The Producer Price Index tables published by AGC for year-end 2020 https://www.agc.org/sites/default/files/PPI%20Tables%20202012.pdf shows input costs to nonresidential buildings up about 3.5% to 4.5% for 2020, but final costs of contractors and buildings up only 1% to 2%. This could be an indication that, although input costs are up, final costs are depressed due to lower margins, a result of fewer projects to bid on creating a tighter new work available environment which generally leads to a more competitive bidding environment. This could reverse in 2021 as the volume of work to bid on in most markets begins to increase.

As of Sept 2021, PPI for materials inputs to construction is up ytd 15% to 18%. For the 18 months since March 2020, the onset of Pandemic, the PPI for materials inputs to construction is up ytd 23%, but the PPI Buildings Cost Index for final cost to owner is up only 5% to 6%. Construction inflation is very different right now for subcontractors vs general contractor/CM.

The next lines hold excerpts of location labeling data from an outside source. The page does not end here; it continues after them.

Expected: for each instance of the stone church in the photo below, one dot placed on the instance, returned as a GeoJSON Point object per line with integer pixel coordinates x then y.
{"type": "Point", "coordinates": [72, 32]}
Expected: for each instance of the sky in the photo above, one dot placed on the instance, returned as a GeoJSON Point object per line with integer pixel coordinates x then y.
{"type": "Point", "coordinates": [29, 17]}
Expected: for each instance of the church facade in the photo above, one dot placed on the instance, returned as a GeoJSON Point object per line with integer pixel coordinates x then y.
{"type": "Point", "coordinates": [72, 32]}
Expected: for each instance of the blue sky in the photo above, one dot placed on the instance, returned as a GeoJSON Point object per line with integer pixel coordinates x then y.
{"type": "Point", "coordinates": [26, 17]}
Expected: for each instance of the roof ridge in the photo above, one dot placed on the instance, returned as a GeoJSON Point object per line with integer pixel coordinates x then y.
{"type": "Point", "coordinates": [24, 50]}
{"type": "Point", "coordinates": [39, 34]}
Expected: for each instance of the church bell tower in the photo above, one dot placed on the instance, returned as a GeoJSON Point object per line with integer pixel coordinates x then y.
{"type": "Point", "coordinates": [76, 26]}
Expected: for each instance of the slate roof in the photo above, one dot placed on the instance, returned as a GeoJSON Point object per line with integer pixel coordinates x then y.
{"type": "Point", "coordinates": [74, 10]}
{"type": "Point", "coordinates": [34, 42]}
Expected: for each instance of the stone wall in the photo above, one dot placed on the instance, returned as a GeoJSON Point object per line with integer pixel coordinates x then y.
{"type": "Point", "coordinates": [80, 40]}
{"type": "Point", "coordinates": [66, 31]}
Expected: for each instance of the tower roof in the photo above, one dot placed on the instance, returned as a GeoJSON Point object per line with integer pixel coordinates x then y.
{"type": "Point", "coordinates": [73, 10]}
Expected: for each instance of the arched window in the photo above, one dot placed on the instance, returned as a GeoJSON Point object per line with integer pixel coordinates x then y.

11-10-21  From Sept to Oct materials price changes were normal, but Final Demand prices jumped in just one month what could be considered an entire year’s worth of increase. We’ve been watching the price pass thru increase slowly, until now. This is the single largest monthly increase in Final Demand pricing that I can remember. In part, the disparity between these two indices is a data collection issue in how Census gets this information. The Oct increase in the Final Demand index represents several months of growth, all reported at once. Final demand indices are just catching up.

This October 2021 increase is not yet reflected in any other building cost inflation index.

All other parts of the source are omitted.